Contrary to Mr. Evanson’s claims, the courts have never held that these First Amendment freedoms are subordinate to property rights or that these rights depend on the right to own property.
If anything, First Amendment rights have been considered to have greater constitutional protection than property rights. In Abrahams v. United States, Justice Oliver Wendell Holmes Jr. wrote that legislation that effects property or economic rights needed only a rational basis to establish its constitutionality whereas limitations on freedom of speech could only be justified by a “clear and present danger.”
The Supreme Court has repeatedly held that government actions that infringe on property rights must merely “reasonably relate to a legitimist interest” while First Amendment freedoms usually receive more protection under a standard the court refers to as “strict scrutiny.”
Evanson’s argument that government regulation of property “takes that value with confiscatory zoning regulations,” and that the public’s only “proper means” of protecting the bluffs “is to purchase the bluff” is mistaken.
In order to protect public health, safety and the general welfare of a community, government may pass zoning laws, which protect scenic surroundings, aesthetic values and environmental quality.

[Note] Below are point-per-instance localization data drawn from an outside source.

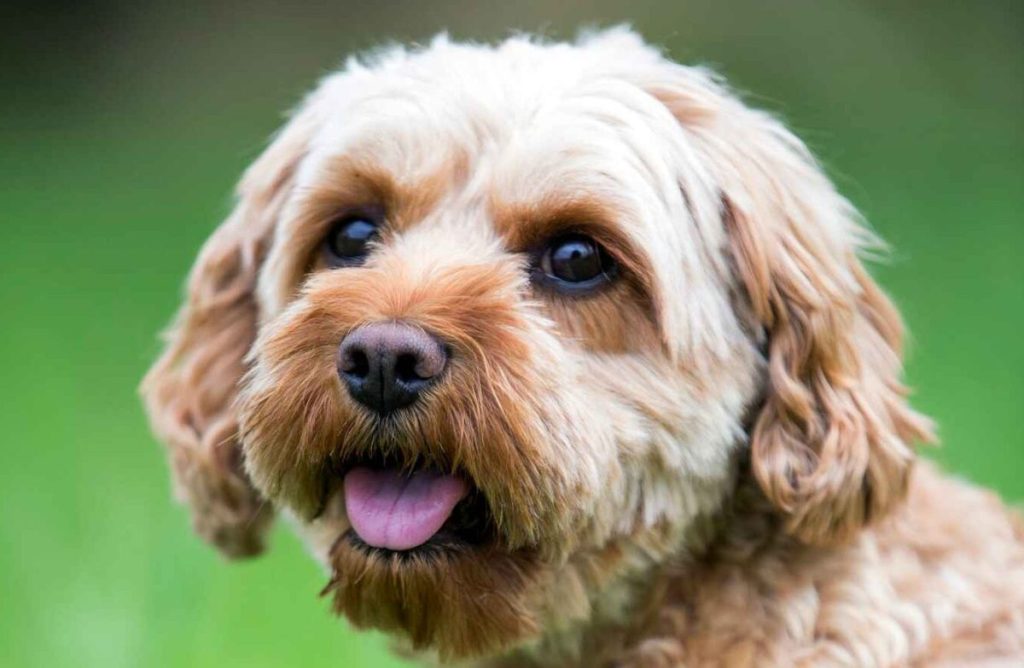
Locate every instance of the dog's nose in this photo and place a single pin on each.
(385, 366)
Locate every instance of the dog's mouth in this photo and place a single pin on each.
(394, 509)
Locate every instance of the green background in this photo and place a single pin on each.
(124, 126)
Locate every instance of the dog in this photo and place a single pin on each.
(560, 355)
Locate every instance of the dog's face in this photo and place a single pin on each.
(498, 327)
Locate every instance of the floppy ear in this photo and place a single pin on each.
(832, 448)
(189, 391)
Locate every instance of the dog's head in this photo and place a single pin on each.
(499, 325)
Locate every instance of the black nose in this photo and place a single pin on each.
(385, 366)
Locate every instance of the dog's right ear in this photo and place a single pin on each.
(189, 391)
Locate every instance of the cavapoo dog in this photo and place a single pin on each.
(559, 355)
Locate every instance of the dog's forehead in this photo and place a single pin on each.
(520, 122)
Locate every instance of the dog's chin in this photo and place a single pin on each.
(461, 593)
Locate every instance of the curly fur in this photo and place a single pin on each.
(710, 462)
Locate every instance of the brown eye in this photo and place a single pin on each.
(576, 263)
(346, 244)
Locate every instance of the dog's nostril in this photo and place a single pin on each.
(385, 366)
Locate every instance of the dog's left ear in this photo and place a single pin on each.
(832, 447)
(190, 390)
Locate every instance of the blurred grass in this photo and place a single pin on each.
(124, 127)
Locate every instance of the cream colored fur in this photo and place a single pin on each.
(709, 463)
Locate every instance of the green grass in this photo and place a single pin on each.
(118, 161)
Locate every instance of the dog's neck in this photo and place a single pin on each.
(645, 601)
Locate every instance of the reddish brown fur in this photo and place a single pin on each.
(708, 462)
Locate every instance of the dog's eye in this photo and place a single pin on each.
(576, 263)
(346, 244)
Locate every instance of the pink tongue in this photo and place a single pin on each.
(398, 512)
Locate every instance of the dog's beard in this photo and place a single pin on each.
(459, 599)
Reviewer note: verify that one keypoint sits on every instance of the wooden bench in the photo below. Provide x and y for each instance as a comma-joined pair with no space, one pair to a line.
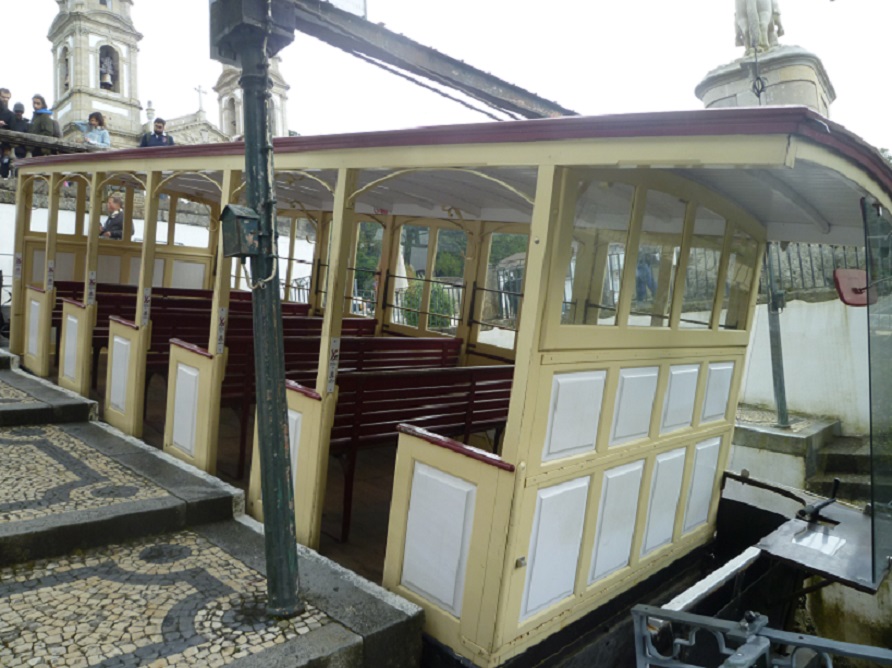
301,343
454,402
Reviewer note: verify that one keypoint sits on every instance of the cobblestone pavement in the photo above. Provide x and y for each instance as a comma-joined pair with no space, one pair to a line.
11,395
47,470
173,600
114,555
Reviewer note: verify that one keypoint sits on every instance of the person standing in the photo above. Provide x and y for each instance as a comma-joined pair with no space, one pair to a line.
43,123
157,138
114,224
5,113
20,124
6,121
94,130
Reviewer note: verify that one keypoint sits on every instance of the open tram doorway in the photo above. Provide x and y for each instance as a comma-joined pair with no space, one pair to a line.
433,260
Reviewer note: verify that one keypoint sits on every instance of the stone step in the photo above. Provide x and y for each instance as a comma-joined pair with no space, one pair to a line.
84,484
802,441
197,597
27,400
848,455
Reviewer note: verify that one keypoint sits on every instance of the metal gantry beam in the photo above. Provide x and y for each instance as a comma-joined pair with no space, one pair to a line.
374,42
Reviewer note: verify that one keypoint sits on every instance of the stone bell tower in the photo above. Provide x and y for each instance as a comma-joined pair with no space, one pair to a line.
769,73
229,96
95,46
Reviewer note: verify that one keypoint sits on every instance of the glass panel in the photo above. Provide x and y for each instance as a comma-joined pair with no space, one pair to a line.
447,288
186,234
408,286
878,227
659,248
323,266
302,262
503,294
594,274
740,280
702,275
365,271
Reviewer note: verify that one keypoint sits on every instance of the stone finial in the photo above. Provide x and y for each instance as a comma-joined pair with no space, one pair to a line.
758,25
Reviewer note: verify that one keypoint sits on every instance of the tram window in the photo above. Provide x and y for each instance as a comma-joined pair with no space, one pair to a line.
739,280
365,273
502,295
702,273
195,236
595,269
408,286
659,248
447,286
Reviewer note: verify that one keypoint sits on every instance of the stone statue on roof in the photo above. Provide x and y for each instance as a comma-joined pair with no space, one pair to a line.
758,25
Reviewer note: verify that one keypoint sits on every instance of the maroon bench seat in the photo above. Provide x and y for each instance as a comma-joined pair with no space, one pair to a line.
301,344
453,402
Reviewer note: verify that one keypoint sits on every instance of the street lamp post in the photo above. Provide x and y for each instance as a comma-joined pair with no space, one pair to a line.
248,33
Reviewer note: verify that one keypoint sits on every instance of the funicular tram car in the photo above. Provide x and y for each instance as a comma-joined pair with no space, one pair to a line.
571,444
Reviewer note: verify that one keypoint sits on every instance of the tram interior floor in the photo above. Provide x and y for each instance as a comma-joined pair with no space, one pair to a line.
363,553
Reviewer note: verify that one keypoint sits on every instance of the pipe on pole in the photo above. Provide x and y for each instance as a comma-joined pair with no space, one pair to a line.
272,410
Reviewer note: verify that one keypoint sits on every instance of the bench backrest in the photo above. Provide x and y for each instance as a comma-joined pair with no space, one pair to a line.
457,401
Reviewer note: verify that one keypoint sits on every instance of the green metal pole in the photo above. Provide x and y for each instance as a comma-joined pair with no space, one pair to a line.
777,351
269,359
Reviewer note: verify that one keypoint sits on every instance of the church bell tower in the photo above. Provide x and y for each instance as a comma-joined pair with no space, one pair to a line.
95,46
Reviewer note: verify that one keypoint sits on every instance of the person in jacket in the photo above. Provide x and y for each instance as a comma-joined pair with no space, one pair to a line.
114,224
20,124
157,138
6,119
43,123
94,130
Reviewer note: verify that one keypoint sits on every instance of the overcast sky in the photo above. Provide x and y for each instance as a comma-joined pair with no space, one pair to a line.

A strong bluff land ordinance is not confiscatory because developers can still build homes on the bluffs, but the homes would not be allowed to be visible from below.
If the only option to protect the general welfare was to buy the property, none of us would be safe from nonconforming uses. Strip clubs could be built in residential areas or factories could be built in agriculture areas, and the only action government could take would be to buy the property to prevent the nonconforming use.